The Mirror  

 

Caregiver blues

The precarious employment and living
conditions for foreign domestics are brought
to the fore by a recent study and court case


DISCRIMINATION, EXPLOITATION EXISTS IN CANADA, TOO:
Jill Hanley and Delia Deveyra


by HEATHER ROBB

If International Women’s Day—this year falling on Sunday, March 8—is a time to reflect on women’s struggles for human rights and justice across the world, then it shouldn’t exclude the struggles of women right here in Montreal. Women who come to Canada to be domestic workers often go into debt getting here, face long bouts of separation from their families and take on the kind of work that no one else seems to want to do—with the hope of setting up a life here. But what’s more, they cite discrimination and exploitation as common and pervasive components of their Canadian experience.

For Delia Deveyra, a Filipino woman, the first bump in the road came when she arrived in Montreal in August 2004 and was told by her recruitment agency, J.A. International, that the employer who had signed her work permit already had someone else working for him.

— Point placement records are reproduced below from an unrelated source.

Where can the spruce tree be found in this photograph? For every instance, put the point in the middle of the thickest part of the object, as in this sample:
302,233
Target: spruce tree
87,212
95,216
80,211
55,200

Workers are required to complete 24 months of live-in domestic work within a three-year period, according to the federal Live-in-Caregiver Program (LCP), the current channel through which foreign domestic workers enter Canada—and so, for Deveyra, news of a delay was worrisome.

Hazards of time and rent

“On paper, I understood that I would go directly to my employer who sponsored me to come... I was so mad. [The recruitment agency] deceived me and other girls too,” she says. After paying the agency a recruitment fee of $3,265 U.S., Deveyra then had to wait six months for them to find her another employer. LCP workers can also lose precious time if they decide to change employers in that three-year period, as a new work permit can take up to six months to process. Too many delays can result in failure in the program.

John Aurora—the owner of the recruitment agency Deveyra claims mislead her from the start—has emerged in the news recently, this time in court. Aurora rents rooms to LCP workers who are currently without a live-in workplace, and has been suing a number of women for unpaid rent. According to Miki Harrar, a lawyer representing approximately a dozen of the women, Aurora’s claims are based on a clause in the lease, which states that “parties are joint and severally responsible”—in other words, “if your roommate doesn’t pay their rent, you agree to pay the rent for them.” When a woman moved out and abandoned her lease, Aurora would pursue the remaining roommate for the other’s unpaid rent. Harrar says that not only is it ridiculous to ask the women to agree to such terms given that they’ve never met before, but that Aurora deceives the women by leaving the additional clause section of the lease blank, and then filling it in after they’ve signed.

One such case was heard on Nov. 20, 2008, and the Régie recently ruled in favour of the women. They recognized that there were no arrears in rent, and ordered Aurora to pay each woman $1,500 for damages.

Protection, please

Dr. Jill Hanley, a professor at the McGill School of Social Work, and a co-founder of the Montreal Immigrant Worker’s Centre (IWC), recently published a study of the working conditions of LCP workers in Montreal entitled Warning! Domestic Work Can Be Dangerous to Your Immigration Status, Health, Safety and Wallet. The study was based on a survey of 148 live-in caregivers in the Montreal area—a group that is difficult to track down because there is no master list of who and where these workers are, and because they tend to be isolated, given that they are new to Canada, reside in other people’s homes, and often work under the table when they are between work permits.

Hanley was motivated to conduct a survey of domestic workers in part to aid a local campaign led by community groups such as the IWC and PINAY (a Filipino Women’s Organization in Quebec), aimed at getting domestic workers access to compensation for workplace accidents or illness under the Commission de la santé et de la sécurité au travail (CSST). Hanley says the report provides the documentation the campaign needed to prove to the CSST that there are risks of injury involved in domestic work. According to Hanley, up to 30 per cent of respondents reported some kind of injury at work.

“It doesn’t mean their accident was so bad that they couldn’t continue to work, but it does show that there is a risk,” she says. “Why wouldn’t they have the same protection as other workers?”

After the publication of Hanley’s study in November, Quebec’s human rights commission issued a report to the government in December, stating that the exclusion of domestic workers from the CSST constitutes discrimination “based on gender, social status and ethnicity,” according to Diep Truong, the commission’s public information officer.